If the resource is correctly tagged as a Program or IHex, it should automatically be tagged as PyGhidraProject when identified, if the ofrak_pyghidra module is discovered.

PyGhidra Analysis

The first time you run the analysis, it will disassemble and decompile the entire program. The results will be cached in a cached analysis store, so the next time you disassemble (unpack) or decompile (analyze), the data will be available immediately. To save the analysis for faster loading times, see the Cached Analysis section below.

PyGhidra auto-analysis

ofrak_pyghidra will automatically analyze program attributes for Elf, Ihex, and Pe file formats.

resource = await ofrak_context.create_root_resource_from_file("my_file.elf")

await resource.unpack_recursively()
await resource.analyze_recursively()

PyGhidra manual analysis

If your file is not in one of the formats that OFRAK can analyze automatically, you will need to manually tag the resource as a Program and add ProgramAttributes.

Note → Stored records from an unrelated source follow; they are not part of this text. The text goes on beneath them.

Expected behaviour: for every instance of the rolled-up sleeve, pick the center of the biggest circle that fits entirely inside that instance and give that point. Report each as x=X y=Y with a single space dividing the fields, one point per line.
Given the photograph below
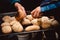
x=13 y=1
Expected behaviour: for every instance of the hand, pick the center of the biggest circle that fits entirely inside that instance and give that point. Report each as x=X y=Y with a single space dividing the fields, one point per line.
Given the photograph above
x=21 y=11
x=36 y=12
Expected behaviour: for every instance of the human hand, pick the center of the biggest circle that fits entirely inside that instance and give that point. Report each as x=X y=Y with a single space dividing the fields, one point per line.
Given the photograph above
x=36 y=12
x=21 y=11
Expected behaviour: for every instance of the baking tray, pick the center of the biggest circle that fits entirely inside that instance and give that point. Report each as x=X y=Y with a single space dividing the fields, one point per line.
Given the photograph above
x=14 y=33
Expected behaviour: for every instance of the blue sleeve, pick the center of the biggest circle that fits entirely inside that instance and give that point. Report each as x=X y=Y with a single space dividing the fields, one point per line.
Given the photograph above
x=13 y=1
x=50 y=6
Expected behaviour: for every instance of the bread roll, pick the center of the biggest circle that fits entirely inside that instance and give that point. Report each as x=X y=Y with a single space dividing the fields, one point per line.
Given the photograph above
x=17 y=27
x=26 y=22
x=32 y=27
x=6 y=29
x=5 y=24
x=29 y=17
x=13 y=19
x=13 y=22
x=35 y=22
x=6 y=19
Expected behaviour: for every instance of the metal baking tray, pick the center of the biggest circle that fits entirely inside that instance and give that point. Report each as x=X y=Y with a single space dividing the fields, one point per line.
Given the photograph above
x=13 y=33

resource = await ofrak_context.create_root_resource_from_file(file_path)
resource.add_tag(Program)
program_attributes = ProgramAttributes(
    InstructionSet.ARM,
    bit_width=BitWidth.BIT_32,
    endianness=Endianness.LITTLE_ENDIAN,
    sub_isa=None,
    processor=None,
)

resource.add_attributes(program_attributes)
await resource.save()

resource.identify()

You will need to add the CodeRegion view manually so that OFRAK knows where to unpack code in the binary.

new_length = await resource.get_data_length()
await resource.create_child_from_view(
    CodeRegion(
        virtual_address=0,
        size=new_length,
    ),
    Range.from_size(0, new_length)
)
await resource.save()

Cached analysis

PyGhidra can store the results of any disassembly and decompilation for later use.

Saving cached analysis

To save a cache to a JSON file:

  1. With the ofrak_pyghidra module.

    python -m ofrak_pyghidra analyze --infile my_file.elf --outfile cache_file.json --language ARM:LE:32:v7 --decompile
    

    See python3 -m ofrak_pyghidra analyze -h for more details on usage.

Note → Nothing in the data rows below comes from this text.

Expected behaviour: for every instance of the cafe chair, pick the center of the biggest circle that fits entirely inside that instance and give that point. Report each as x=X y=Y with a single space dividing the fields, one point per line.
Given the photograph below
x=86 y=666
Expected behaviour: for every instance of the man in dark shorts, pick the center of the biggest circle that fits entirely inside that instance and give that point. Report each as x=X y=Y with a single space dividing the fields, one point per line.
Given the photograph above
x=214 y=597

  2. In a script using the unpack function.

    import json
    from ofrak_pyghidra.standalone.pyghidra_analysis import unpack
    
    decompile = True  # decompile in addition to disassembling
    language = "..."
    res = unpack(resource_file, decompile, language)
    with open("cache_file.json", "w") as fh:
        json.dump(res, fh, indent=4)
    
  3. In a script after running the analysis manually.

    root_resource = await ofrak_context.create_root_resource_from_file(
        "my_file.elf"
    )
    
    # Run some analysis here
    
    injector = ofrak_context.injector
    cached_store = await injector.get_instance(CachedAnalysisStore)
    analysis = cached_store.get_analysis(root_resource.get_id())
    
    with open("cache_file.json", "w") as fh:
        json.dump(analysis, fh, indent=4)
    

Loading cached analysis

To load an analysis JSON file, see the Cached Disassembly Backend.